J. David Ake, Associated Press
WASHINGTON — Some schools are letting kids with live lice in their hair back in the classroom, a less restrictive policy that has parents scratching their heads.
"Lice is icky, but it's not dangerous," says Deborah Pontius, the school nurse for the Pershing County School District in Lovelock, Nev. "It's not infectious, and it's fairly easy to treat."
Previously, most schools have required children with lice to be sent home, in an attempt to prevent the spread to other children. Children haven't been allowed to return to the classroom until all the lice and nits, or lice eggs, are removed.
Also, schools customarily send notes home to let parents know that a child in class had lice so that they could be on the lookout for lice on their own children. Pontius has stopped doing that, as well.
The policy shift is designed to help keep children from missing class, shield children with lice from embarrassment and protect their privacy.
Schools in Tennessee, California, Florida, Nebraska, New Mexico and South Carolina also are adopting the more lenient lice policy.
Some questions and answers about head lice and the new policies.

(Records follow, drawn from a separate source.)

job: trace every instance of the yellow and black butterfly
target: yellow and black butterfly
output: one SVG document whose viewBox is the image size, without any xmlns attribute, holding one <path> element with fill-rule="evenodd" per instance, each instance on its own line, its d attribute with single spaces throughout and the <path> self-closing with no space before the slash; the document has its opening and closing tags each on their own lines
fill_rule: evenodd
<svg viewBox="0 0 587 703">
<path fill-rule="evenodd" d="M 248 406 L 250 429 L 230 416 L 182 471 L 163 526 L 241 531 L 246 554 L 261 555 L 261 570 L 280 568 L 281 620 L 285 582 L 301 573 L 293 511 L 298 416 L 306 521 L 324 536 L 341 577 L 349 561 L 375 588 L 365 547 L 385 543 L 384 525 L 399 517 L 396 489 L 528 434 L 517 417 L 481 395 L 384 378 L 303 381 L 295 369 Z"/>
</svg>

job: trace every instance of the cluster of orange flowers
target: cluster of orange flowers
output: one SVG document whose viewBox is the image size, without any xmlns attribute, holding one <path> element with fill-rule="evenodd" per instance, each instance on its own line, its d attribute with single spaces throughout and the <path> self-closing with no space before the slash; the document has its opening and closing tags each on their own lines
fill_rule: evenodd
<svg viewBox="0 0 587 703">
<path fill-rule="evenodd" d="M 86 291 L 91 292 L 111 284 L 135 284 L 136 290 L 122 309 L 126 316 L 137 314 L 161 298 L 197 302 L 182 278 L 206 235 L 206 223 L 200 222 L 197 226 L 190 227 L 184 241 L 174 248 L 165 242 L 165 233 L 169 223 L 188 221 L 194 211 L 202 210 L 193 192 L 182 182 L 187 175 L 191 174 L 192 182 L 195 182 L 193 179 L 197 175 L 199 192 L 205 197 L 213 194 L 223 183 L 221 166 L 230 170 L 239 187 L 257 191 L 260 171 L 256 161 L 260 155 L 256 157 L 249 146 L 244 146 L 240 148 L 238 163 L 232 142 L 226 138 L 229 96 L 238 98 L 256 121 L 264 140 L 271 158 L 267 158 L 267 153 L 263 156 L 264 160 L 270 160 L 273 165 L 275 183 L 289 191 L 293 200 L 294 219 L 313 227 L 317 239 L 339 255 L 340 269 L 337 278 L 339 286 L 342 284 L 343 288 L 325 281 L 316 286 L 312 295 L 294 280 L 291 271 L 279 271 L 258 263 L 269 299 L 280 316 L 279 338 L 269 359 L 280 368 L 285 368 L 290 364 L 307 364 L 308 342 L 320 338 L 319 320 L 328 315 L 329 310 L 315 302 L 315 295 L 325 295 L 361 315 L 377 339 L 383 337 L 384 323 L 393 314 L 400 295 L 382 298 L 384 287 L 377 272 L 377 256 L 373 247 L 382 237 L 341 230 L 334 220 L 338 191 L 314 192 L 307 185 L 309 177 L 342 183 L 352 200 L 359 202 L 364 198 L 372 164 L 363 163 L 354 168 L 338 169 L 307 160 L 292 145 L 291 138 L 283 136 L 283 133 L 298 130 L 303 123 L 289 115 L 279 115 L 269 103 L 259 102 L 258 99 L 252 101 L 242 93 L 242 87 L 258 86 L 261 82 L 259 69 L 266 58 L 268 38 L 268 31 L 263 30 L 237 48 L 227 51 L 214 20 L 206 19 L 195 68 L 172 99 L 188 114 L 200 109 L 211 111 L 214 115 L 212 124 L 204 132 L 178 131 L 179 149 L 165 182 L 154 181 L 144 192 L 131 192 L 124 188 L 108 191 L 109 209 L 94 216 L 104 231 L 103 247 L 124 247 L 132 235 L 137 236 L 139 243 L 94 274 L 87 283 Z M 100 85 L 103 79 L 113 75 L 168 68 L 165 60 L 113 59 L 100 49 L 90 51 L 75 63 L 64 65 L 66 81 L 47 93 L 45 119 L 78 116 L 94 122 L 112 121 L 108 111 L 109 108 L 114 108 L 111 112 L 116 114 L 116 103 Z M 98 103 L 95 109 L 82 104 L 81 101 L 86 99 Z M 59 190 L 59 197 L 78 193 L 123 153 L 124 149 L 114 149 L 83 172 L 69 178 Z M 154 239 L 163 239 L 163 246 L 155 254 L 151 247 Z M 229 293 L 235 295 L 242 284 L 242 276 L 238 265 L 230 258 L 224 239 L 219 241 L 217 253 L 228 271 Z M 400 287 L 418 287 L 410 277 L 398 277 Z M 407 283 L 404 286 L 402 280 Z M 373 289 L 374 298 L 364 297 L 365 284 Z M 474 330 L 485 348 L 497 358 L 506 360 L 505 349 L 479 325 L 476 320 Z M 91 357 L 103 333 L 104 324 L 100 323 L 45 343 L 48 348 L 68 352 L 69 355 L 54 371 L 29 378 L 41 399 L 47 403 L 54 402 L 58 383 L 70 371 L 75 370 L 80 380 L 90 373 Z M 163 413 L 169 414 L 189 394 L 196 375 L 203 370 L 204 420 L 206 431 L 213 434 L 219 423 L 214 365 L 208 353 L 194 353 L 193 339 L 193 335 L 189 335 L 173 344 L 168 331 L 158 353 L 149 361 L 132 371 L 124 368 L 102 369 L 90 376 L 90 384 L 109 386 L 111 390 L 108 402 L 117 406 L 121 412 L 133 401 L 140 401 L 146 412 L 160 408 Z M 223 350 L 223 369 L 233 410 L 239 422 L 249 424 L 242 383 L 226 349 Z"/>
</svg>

Q: WHAT ARE LICE AND WHO GETS THEM?
A: Lice are tiny grayish-white bugs that infest a scalp, sucking bits of blood every few hours. Lice don't jump or fly. They crawl. They are not a sign of poor hygiene.
The Centers for Disease Control and Prevention estimate that there are 6 million to 12 million head lice infestations each year in the United States among children 3 to 11 years old. While itchy and unpleasant, health experts say lice don't spread disease and are not a health hazard.
Q: IF THEY'RE NOT A HEALTH HAZARD, WHY ARE KIDS SENT HOME?
A: Schools and parents feared that children in close quarters would spread lice to one another.
Q: WHY THE CHANGE IN POLICY?
A: Itchy children probably had lice for three weeks to two months by the time they're sent to the nurse, Pontius says.
Classmates already would have been exposed. There's little additional risk of transmission, she says, if the student returns to class for a few hours until the end of the day, when a parent would pick up the child and treat for lice at home.
Pontius also doesn't send lice notes. "It gets out who had lice," she says, and there's no need to panic parents. Parents with elementary school-aged kids should check their children's hair for lice once a week anyway, she says. If they are doing that, then there's really no need for the notes.
Q: WHAT DO THE EXPERTS SAY?
A: The American Academy of Pediatrics updated its guidelines in 2010 to adopt a "do not exclude" infested students recommendation for schools dealing with head lice. It has long encouraged schools to discontinue "no-nit" policies. The itty-bitty nits — which can often be confused with dandruff — cement themselves to the hair shaft, making removal difficult.
The National Association of School Nurses revised its position the following year. In its guidance, the association said children found with live head lice should remain in class but be discouraged from close direct head contact with others and said the school nurse should contact the parent to discuss treatment.
The association doesn't have figures on how many schools have adopted less restrictive policies. Policies vary by state and often by school district.
Q: HOW DO PARENTS FEEL?
A: Letting kids with untreated lice remain in class doesn't sit well with some parents.